Parkowanie wielu kierowcom nie wychodzi najlepiej, o czym w miejskiej dżungli możemy przekonać się niemal codziennie. Niestety, wciąż zdarzają się "mistrzowie parkowania", którzy winę zrzucają na wszystko i wszystkich. - To nie moja wina, że mam duży samochód - miała powiedzieć wejherowskim strażnikom miejskim oburzona kobieta, nie przyjmując w pełni zasłużonego mandatu. Zdjęcia zamieszczone w powyższej galerii nie zostawiają wątpliwości, kto w tym sporze ma rację.
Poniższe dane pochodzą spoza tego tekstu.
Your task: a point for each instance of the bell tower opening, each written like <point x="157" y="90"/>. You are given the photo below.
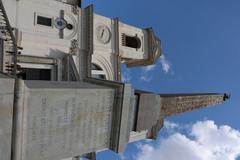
<point x="97" y="72"/>
<point x="131" y="41"/>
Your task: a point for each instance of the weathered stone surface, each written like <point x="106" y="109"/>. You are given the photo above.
<point x="176" y="104"/>
<point x="148" y="111"/>
<point x="6" y="116"/>
<point x="57" y="120"/>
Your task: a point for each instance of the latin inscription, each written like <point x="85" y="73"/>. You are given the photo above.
<point x="58" y="124"/>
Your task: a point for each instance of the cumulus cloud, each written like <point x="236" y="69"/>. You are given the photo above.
<point x="204" y="141"/>
<point x="166" y="65"/>
<point x="126" y="76"/>
<point x="146" y="74"/>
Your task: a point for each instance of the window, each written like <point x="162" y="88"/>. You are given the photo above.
<point x="131" y="41"/>
<point x="97" y="72"/>
<point x="45" y="21"/>
<point x="35" y="74"/>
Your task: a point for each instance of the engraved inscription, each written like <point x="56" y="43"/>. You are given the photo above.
<point x="61" y="124"/>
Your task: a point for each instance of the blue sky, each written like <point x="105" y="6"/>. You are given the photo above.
<point x="201" y="44"/>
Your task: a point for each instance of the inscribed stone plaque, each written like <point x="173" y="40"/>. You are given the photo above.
<point x="6" y="116"/>
<point x="57" y="120"/>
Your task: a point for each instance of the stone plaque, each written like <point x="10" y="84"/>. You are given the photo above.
<point x="6" y="116"/>
<point x="57" y="120"/>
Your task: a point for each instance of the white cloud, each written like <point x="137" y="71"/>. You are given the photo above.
<point x="146" y="74"/>
<point x="149" y="68"/>
<point x="126" y="76"/>
<point x="205" y="141"/>
<point x="146" y="78"/>
<point x="166" y="65"/>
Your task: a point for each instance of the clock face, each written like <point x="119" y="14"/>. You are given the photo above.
<point x="103" y="34"/>
<point x="60" y="23"/>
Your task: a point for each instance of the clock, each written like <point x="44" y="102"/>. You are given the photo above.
<point x="60" y="23"/>
<point x="103" y="34"/>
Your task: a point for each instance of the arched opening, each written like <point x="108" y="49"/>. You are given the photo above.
<point x="131" y="41"/>
<point x="97" y="72"/>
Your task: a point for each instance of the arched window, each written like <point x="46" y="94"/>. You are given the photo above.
<point x="97" y="72"/>
<point x="131" y="41"/>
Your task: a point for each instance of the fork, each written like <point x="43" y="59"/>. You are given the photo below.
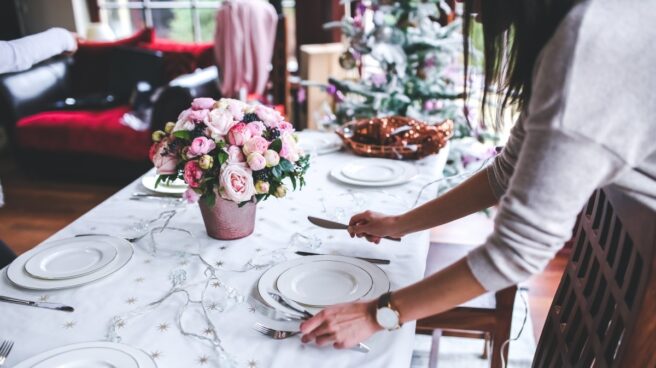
<point x="5" y="349"/>
<point x="275" y="334"/>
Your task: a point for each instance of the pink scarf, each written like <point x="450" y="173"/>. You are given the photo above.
<point x="243" y="45"/>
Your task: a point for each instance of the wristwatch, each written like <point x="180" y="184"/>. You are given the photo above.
<point x="386" y="315"/>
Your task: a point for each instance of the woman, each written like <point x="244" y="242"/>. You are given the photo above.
<point x="582" y="74"/>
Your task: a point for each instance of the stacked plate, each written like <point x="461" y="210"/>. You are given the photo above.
<point x="175" y="187"/>
<point x="70" y="262"/>
<point x="320" y="143"/>
<point x="316" y="282"/>
<point x="91" y="355"/>
<point x="374" y="172"/>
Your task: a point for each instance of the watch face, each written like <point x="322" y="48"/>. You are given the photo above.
<point x="387" y="318"/>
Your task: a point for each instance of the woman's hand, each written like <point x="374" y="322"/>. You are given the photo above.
<point x="343" y="325"/>
<point x="373" y="226"/>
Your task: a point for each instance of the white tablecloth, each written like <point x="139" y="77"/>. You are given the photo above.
<point x="146" y="279"/>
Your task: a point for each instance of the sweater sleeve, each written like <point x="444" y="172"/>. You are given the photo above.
<point x="503" y="166"/>
<point x="553" y="178"/>
<point x="21" y="54"/>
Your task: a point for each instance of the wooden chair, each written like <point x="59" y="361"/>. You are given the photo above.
<point x="487" y="317"/>
<point x="604" y="311"/>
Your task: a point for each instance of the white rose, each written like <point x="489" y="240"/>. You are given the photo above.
<point x="236" y="183"/>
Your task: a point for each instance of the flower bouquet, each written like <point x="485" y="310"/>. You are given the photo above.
<point x="231" y="155"/>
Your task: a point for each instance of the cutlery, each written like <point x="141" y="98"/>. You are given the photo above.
<point x="370" y="260"/>
<point x="5" y="349"/>
<point x="286" y="302"/>
<point x="327" y="224"/>
<point x="30" y="303"/>
<point x="275" y="334"/>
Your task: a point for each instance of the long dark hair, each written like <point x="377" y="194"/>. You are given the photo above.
<point x="514" y="33"/>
Jak przyznają strażnicy miejscy z Wejherowa (woj. pomorskie), kobieta kierująca widocznym na zdjęciu osobowym Mitsubichi przedstawiła im "nową wykładnię przepisów prawa o ruchu drogowym". - Zaparkowała na całej szerokości chodnika, tamując przejście pieszym - tłumaczą funkcjonariusze. Pewna swojej racji twierdziła jednak, że żadnego wykroczenia nie popełniła. W tym miejscu, na ulicy 3 Maja w Wejherowie, postój na chodniku jest dozwolony, jednak wyłącznie wzdłuż jezdni. Choć sprawa wydawała się oczywista, "mistrzyni parkowania" do końca nie zmieniła swojej postawy. - Stanowczo stwierdziła, iż "to nie jej wina, że ma tak duży samochód" - relacjonują rozmowę z kierującą strażnicy miejscy. Funkcjonariusze zaproponowali sprawczyni mandat karny w kwocie 100 złotych, ale... kobieta go nie przyjęła!

Sonda
Czy Polacy są dobrymi kierowcami?

- Nie dała sobie wytłumaczyć, że nie wolno tamować ruchu i należy pozostawić wymagane prawem 1,5 metra szerokości chodnika dla pieszych. Teraz sprawa znajdzie swój finał w Sądzie Rejonowym w Wejherowie, do którego straż miejska złoży wniosek o ukaranie kierującej - czytamy w opisie zdarzenia.